DEAR ABBY: I will soon be married 48 years, but it is not much of a marriage. There is no sex, no touching, no kind and compassionate words, only bickering and arguing. I can't figure out why I'm still here. I have thought about leaving many times.
I have written three books, and because of it, my husband has ridiculed me. I have also owned and operated two businesses. I'm active in the community, which he resents. He is an introvert, while I am an extrovert. He no longer accompanies me to activities, but when he did, he would make snide remarks to people who stopped to chat with us. So I no longer invite him. Help me, please! -- SAD, LONELY WIFE
DEAR WIFE: I will try. If you are asking my permission to divorce your husband, I can't give it to you.
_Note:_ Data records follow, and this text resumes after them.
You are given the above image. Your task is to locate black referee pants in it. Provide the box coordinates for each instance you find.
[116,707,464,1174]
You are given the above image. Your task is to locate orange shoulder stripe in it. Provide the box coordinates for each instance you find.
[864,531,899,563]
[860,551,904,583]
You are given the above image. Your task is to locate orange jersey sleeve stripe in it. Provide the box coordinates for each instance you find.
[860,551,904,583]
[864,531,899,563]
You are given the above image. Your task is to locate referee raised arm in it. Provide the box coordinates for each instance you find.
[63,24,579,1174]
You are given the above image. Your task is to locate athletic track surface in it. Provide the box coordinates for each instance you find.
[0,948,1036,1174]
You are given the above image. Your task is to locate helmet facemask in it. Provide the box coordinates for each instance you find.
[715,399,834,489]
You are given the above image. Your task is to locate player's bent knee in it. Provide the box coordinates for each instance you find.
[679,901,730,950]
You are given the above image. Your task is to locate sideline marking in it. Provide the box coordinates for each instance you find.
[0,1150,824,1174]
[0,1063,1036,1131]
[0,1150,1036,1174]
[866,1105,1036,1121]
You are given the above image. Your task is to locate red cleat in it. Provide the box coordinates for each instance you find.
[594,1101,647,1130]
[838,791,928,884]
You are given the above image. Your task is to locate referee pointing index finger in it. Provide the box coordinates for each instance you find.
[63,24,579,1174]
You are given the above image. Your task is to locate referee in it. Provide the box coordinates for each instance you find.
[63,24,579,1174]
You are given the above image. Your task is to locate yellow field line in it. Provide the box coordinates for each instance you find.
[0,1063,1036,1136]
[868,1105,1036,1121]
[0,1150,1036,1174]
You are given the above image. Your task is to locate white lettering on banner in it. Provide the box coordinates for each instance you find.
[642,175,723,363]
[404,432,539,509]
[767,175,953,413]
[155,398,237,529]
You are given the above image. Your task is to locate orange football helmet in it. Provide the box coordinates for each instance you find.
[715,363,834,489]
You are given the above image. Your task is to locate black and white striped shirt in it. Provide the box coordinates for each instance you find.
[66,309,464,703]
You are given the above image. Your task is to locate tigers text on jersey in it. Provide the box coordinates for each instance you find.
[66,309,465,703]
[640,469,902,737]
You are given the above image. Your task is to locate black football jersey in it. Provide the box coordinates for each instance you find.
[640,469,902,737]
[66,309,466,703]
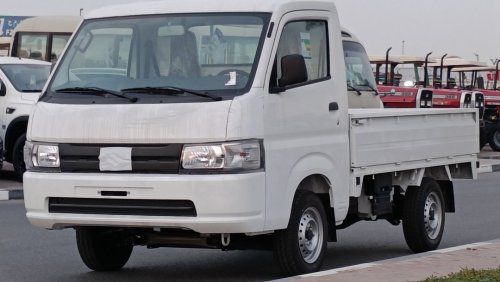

Instead, I suggest you ask yourself why you have tolerated such a lonely marriage for 48 years and what you feel you would have to gain by leaving. As an intelligent woman, once you answer that, I think you will know what to do.
DEAR ABBY: I am a mother of two. I share 50 percent custody of my children with their father. My children also have two stepparents.
How involved in decision-making should the stepparents be? I value their opinions, but I think I know what is best for my children. Their stepmother isn't particularly involved in their activities or pickups and drop-offs, but never hesitates to interject her opinions about what I should do with their time. It causes communication problems between their father and me. I don't want to be rude to her. Where does the line need to be drawn? -- MOMMA KNOWS BEST
DEAR MOMMA KNOWS BEST: Give your ex's current wife the benefit of the doubt. She may be trying to be helpful. Then, for the sake of your own sanity, simply ignore her comments and continue communicating with your ex in parenting matters.
DEAR ABBY: Many years ago, as I was about to graduate from college and begin looking for a job, I read a book called "Dress for Success." One of the things I remember from it is that a man's tie should be tied to a length that is between the last button of his shirt and the top of his belt buckle.
Since the last election I have noticed that many politicians, our new president included, wear their ties several inches below their belt. Is this a fashion trend or just them being unique? -- CHRIS IN WASHINGTON
DEAR CHRIS: I brought your question to the attention of the Brooks Brothers corporate office and was told that what you read in "Dress for Success" was correct. That some people wear their ties longer is an individual style decision, and not a fashion trend.